Kannst du mir dann bitte Verraten, welche Grafikkarte du hast ?
Kann dir dann sonst nicht helfen ?

Sorry wegen der Frage im PS von mir.
Wusste wirklich nicht du so viel schwierigkeiten mit dem Laptop hast.

gruß

Nightcrawler


----------



## lucide (10. Mai 2004)

Kann es sein, daß sich die Grafikarte SIS 630 schimpft?
Hersteller meines laptops ist Natcomp (leider schon veraltet und Noname) und wie ich jetzt feststellen mußte hängt das mit Gericom (leider pleite gegangen) zusammen.

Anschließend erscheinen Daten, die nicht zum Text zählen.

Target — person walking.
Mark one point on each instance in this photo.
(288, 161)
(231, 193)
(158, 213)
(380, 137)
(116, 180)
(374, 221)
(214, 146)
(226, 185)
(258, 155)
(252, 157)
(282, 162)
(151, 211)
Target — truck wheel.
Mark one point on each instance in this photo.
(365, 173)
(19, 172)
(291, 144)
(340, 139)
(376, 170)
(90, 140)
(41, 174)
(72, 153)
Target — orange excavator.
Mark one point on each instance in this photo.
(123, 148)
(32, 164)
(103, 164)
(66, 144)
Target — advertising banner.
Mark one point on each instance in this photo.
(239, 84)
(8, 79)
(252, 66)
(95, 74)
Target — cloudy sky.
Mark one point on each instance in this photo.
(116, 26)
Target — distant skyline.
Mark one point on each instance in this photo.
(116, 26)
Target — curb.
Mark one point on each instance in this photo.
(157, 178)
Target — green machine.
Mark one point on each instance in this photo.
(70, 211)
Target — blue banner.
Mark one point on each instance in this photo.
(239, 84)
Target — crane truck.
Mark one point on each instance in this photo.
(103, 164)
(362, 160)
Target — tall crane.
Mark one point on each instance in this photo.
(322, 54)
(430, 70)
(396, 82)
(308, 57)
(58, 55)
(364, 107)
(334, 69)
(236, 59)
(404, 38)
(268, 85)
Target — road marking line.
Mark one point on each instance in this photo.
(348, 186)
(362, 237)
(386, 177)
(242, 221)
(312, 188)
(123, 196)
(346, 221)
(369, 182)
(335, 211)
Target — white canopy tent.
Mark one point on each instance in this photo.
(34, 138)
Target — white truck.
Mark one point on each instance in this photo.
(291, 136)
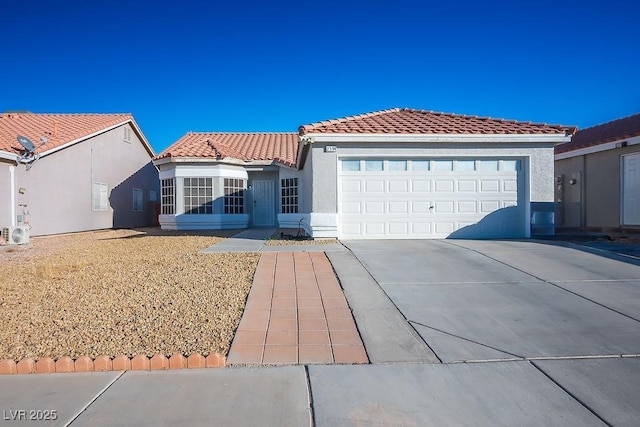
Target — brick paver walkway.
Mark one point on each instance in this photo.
(296, 313)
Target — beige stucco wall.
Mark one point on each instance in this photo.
(58, 187)
(597, 196)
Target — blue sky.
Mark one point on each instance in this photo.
(272, 66)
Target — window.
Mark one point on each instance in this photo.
(168, 200)
(289, 189)
(351, 165)
(137, 200)
(100, 197)
(198, 196)
(233, 195)
(373, 165)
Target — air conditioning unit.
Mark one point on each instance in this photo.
(16, 235)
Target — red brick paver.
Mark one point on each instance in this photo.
(296, 313)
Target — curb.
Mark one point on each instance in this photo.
(139, 362)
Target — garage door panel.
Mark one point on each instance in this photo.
(467, 207)
(398, 186)
(484, 199)
(490, 186)
(374, 228)
(374, 207)
(351, 186)
(467, 186)
(442, 186)
(398, 207)
(397, 229)
(510, 185)
(376, 186)
(421, 186)
(420, 207)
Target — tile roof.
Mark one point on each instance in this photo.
(615, 130)
(58, 129)
(410, 121)
(278, 147)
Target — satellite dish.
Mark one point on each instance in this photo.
(26, 143)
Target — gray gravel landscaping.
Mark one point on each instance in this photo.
(121, 292)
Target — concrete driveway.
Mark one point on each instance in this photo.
(486, 300)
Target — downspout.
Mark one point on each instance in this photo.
(12, 183)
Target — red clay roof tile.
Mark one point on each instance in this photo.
(615, 130)
(58, 129)
(278, 147)
(409, 121)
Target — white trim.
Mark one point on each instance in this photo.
(597, 148)
(226, 160)
(350, 137)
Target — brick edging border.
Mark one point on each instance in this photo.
(139, 362)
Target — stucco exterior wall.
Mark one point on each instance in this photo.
(58, 187)
(595, 200)
(5, 192)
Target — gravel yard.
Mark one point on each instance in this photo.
(121, 292)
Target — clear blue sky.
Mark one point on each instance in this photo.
(183, 66)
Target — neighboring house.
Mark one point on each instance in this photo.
(598, 176)
(393, 174)
(94, 171)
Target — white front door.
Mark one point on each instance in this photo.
(631, 189)
(431, 198)
(264, 211)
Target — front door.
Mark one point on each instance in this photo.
(264, 204)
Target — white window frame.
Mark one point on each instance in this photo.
(138, 205)
(100, 197)
(168, 196)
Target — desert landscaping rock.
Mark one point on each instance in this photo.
(120, 292)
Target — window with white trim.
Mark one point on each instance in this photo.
(137, 200)
(198, 196)
(100, 197)
(168, 196)
(234, 195)
(289, 192)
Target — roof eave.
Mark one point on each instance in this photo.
(351, 137)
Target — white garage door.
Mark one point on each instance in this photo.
(431, 198)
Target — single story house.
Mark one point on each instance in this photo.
(392, 174)
(598, 177)
(63, 173)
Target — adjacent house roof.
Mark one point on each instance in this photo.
(615, 130)
(278, 147)
(58, 129)
(409, 121)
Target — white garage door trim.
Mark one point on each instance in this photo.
(630, 189)
(432, 197)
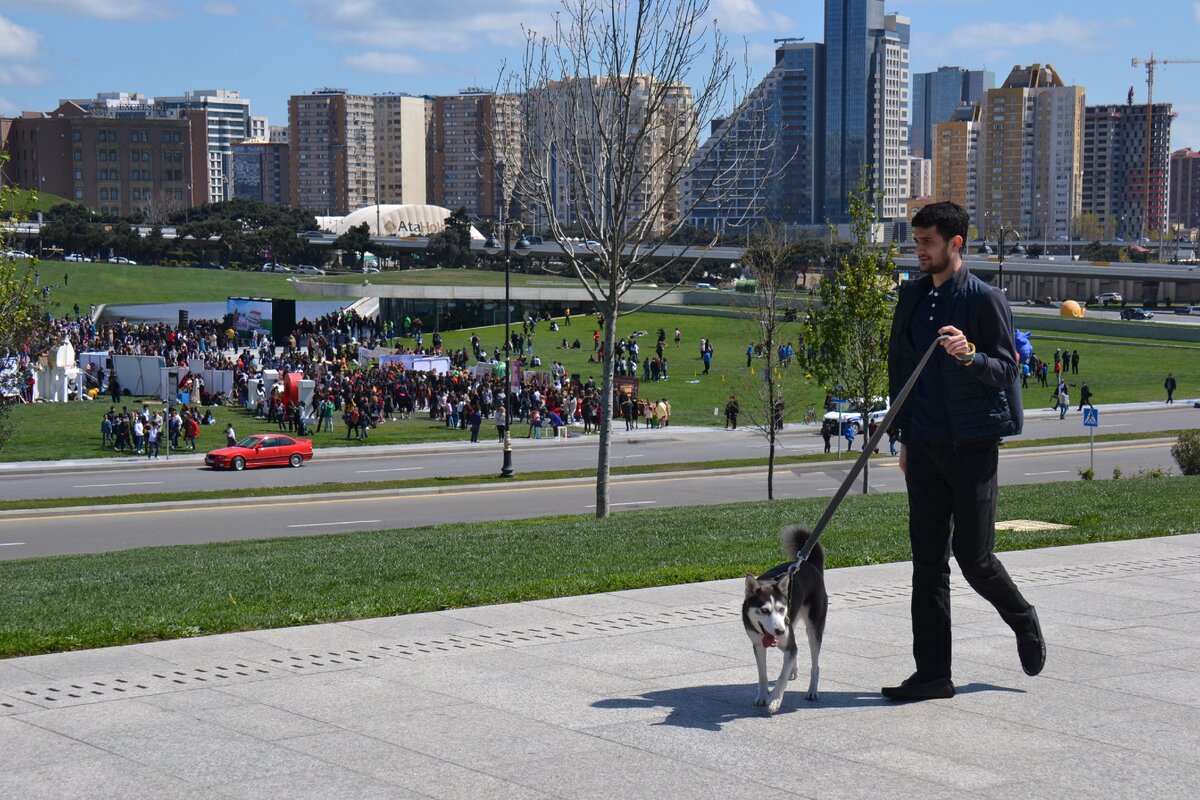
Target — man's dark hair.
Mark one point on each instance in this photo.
(949, 218)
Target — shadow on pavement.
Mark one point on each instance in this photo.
(711, 708)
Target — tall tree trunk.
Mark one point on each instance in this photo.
(603, 455)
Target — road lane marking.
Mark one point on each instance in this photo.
(325, 500)
(96, 486)
(390, 469)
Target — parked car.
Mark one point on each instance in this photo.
(846, 413)
(261, 450)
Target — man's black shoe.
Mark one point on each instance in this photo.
(915, 689)
(1032, 647)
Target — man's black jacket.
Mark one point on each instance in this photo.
(983, 398)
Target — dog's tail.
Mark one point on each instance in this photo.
(793, 539)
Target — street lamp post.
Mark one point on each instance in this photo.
(1001, 234)
(522, 247)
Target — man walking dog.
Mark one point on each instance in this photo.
(967, 397)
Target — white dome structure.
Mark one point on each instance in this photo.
(394, 221)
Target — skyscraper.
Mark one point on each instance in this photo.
(786, 107)
(936, 96)
(867, 106)
(1031, 154)
(402, 131)
(1115, 168)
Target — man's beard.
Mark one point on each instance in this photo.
(936, 266)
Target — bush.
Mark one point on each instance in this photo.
(1187, 452)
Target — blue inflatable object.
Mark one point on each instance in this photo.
(1024, 346)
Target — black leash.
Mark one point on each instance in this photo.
(861, 462)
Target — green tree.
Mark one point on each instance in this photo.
(357, 240)
(846, 332)
(451, 245)
(25, 329)
(771, 263)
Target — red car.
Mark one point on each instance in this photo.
(262, 450)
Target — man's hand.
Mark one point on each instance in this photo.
(957, 346)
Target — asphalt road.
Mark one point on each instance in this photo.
(101, 529)
(335, 465)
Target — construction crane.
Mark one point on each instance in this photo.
(1151, 62)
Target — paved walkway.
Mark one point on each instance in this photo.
(640, 695)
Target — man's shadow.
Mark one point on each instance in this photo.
(711, 708)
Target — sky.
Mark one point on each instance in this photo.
(269, 49)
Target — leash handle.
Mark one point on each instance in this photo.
(861, 462)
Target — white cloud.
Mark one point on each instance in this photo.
(375, 61)
(1060, 31)
(17, 41)
(222, 8)
(19, 74)
(747, 17)
(100, 8)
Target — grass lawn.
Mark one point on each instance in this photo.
(87, 601)
(1117, 371)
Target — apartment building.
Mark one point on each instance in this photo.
(262, 172)
(1031, 154)
(955, 158)
(1185, 206)
(471, 132)
(576, 160)
(331, 134)
(1115, 178)
(402, 126)
(114, 166)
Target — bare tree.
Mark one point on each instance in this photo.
(771, 262)
(609, 130)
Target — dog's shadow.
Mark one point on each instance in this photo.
(711, 708)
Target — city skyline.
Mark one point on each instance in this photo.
(268, 52)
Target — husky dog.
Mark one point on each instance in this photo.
(774, 602)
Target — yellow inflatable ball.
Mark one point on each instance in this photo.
(1071, 308)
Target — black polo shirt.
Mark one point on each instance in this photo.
(930, 415)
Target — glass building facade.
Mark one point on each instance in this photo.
(936, 96)
(852, 31)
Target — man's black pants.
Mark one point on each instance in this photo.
(952, 507)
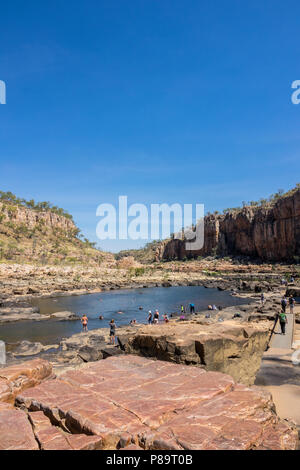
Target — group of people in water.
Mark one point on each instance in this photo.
(285, 301)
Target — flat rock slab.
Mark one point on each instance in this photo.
(233, 348)
(16, 431)
(18, 377)
(133, 401)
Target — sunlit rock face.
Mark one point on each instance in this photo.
(130, 401)
(270, 233)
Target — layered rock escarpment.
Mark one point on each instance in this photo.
(270, 233)
(130, 402)
(234, 349)
(21, 215)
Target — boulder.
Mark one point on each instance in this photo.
(26, 348)
(228, 347)
(64, 316)
(18, 377)
(16, 431)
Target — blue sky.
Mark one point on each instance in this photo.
(161, 100)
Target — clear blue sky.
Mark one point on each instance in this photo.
(161, 100)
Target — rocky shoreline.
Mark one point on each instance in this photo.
(134, 403)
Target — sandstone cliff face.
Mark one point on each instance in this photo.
(271, 233)
(22, 215)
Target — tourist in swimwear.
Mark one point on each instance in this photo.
(112, 333)
(84, 321)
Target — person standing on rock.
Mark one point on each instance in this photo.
(291, 304)
(192, 308)
(112, 333)
(283, 321)
(84, 321)
(283, 304)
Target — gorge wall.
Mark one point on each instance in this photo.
(20, 215)
(271, 233)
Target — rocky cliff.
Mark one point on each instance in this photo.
(42, 235)
(270, 232)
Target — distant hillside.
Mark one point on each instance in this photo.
(145, 255)
(268, 229)
(43, 234)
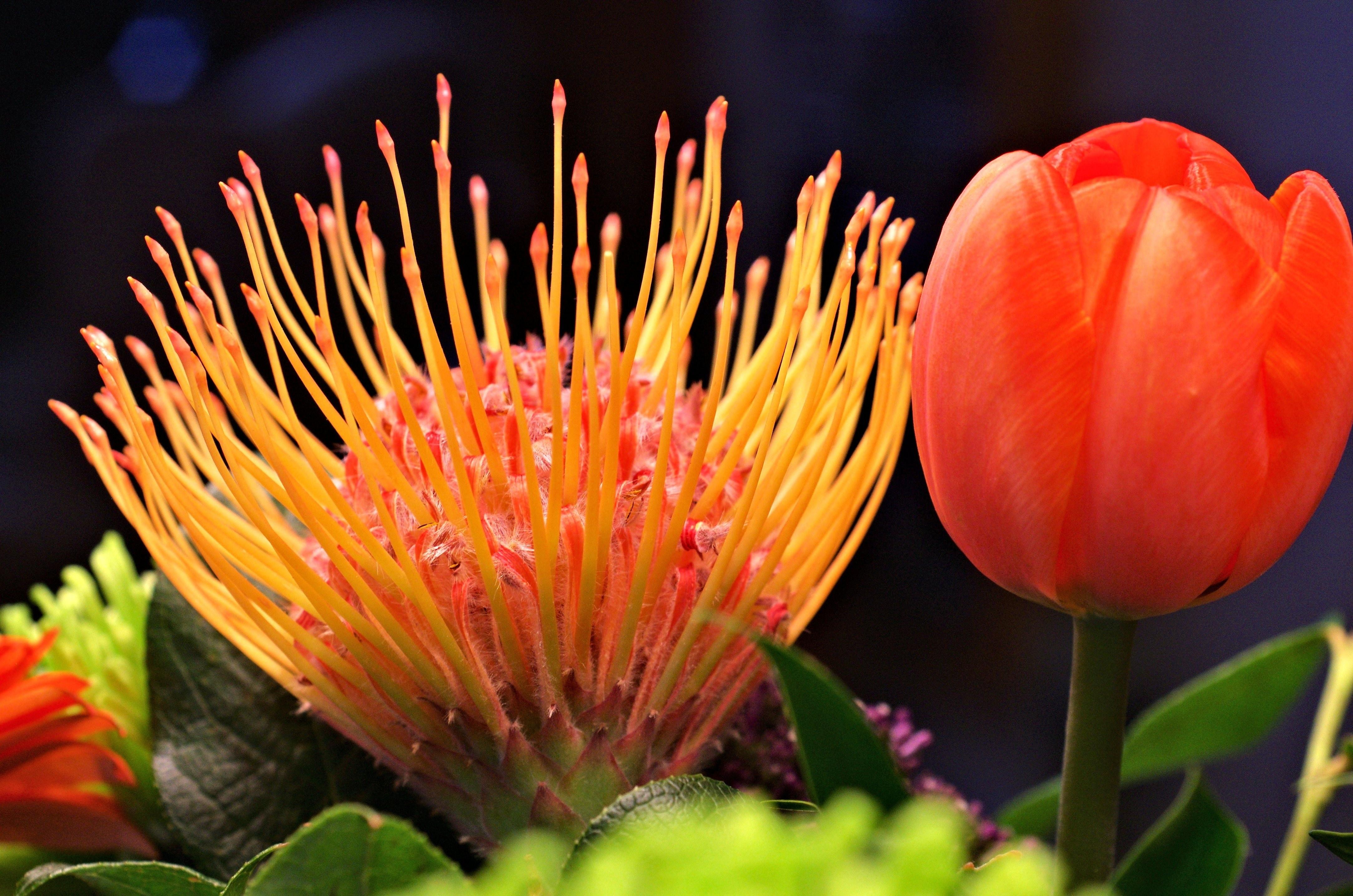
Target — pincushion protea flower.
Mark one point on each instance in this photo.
(524, 596)
(53, 782)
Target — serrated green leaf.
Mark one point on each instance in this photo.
(659, 802)
(1219, 714)
(118, 879)
(838, 749)
(1197, 849)
(350, 850)
(1339, 844)
(237, 884)
(239, 768)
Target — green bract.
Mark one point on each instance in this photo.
(101, 615)
(747, 849)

Bin grad auf der Seite um von da vielleicht Treiber zu bekommen, aber bis jetzt...... nix.

Und zu Sergo:
Mir ist logisch daß ich hier keinen Treiber finde, und glaub mir, bin die ganze Zeit schon am googeln. Wegen nix, öffne ich kein Posting.
Sorrry, aber bin grad echt etwas gereizt!
Ich brauch momentan grad echt Hilfe (und dafür ist ja dieses Forum da) und ich brauch da nicht solche Sprüche.


----------



## Nightcrawler (11. Mai 2004)

Halllo lucide,

schau mal hier hin.
ist die Orginal Downloadseite von SIS.

LINK 

Ich glaube aber für die SIS 630 gibt es keinen  XP Treiber mehr 

Gruß

Nightcrawler

PS.: GERICOM ist nicht PLEITE. Wurde von irgendeiner Anderen Firma aufgekauft und kann aber unter alten  Namen weiter verkaufen.


----------



## fluessig (11. Mai 2004)

Der SIS630 Treiber sollte bei XP dabei sein. Ich hab auch ein Gericom Notebook , auf dem ohne Probleme XP Home lief. Momentan ist Win2k drauf und selbst das liefert einen guten Treiber mit.
Passieren die Darstellungsfehler tatsächlich bei Grafik und Schrift? Ich lese eigentlich nur Schrift aus deinem Posting. 
Kann es sein, dass die Auflösung niedriger ist als die vom Notebookdisplay möglich.


----------



## Nightcrawler (11. Mai 2004)

Habe eben gefunden Universaltreiber für  SIS 630 für XP

Musste UniVGA Graffik  Treiber klicker und dann XP.
Der erste Trieber ist es gleich.
Aber Achtung ca 36 MB

gruß

Nightcrawler

Bei meinem Gericom Laptop ist eine Geforce Grafikkarte drin und habe somit keine Probleme, wenn ich neue Treiber brauche http://www.nvidea.com und fertig.


----------



## en2k (11. Mai 2004)

@lucide: Wenn Du dich über verschwommene Schrift beschwerst, dann schau mal, ob in deinen Anzeigeeinstellungen ClearType -Schrift aktiviert ist. Die soll ja bei TFT- (Laptop-) Anzeigen Wunder wirken. Ich hab's mal spaßeshalber ausprobiert (auf Röhren- und TFT-Bildschirm) und hatte den gleichen Effekt. Irgendwann schau'n dann beide Augen in 2 verschiedene Richtungen. 

Ciao, Nino


----------



## lucide (11. Mai 2004)

Zu fluessig: Ja es handelt sich tatsächlich nur um die Schrift, daß heißt die fettgedruckte, die andere ist normal.

Zu Nightcrawler: 
Danke dir für die Mühe der Suche. Ich denke jetzt sogar, daß flüssig recht hat. 

Zu en2k:
Könnte vielleicht die Lösung sein. Bin grad am Suchen, aber ich find nirgends, wo ich dies einstellen kann.  Ein Tip?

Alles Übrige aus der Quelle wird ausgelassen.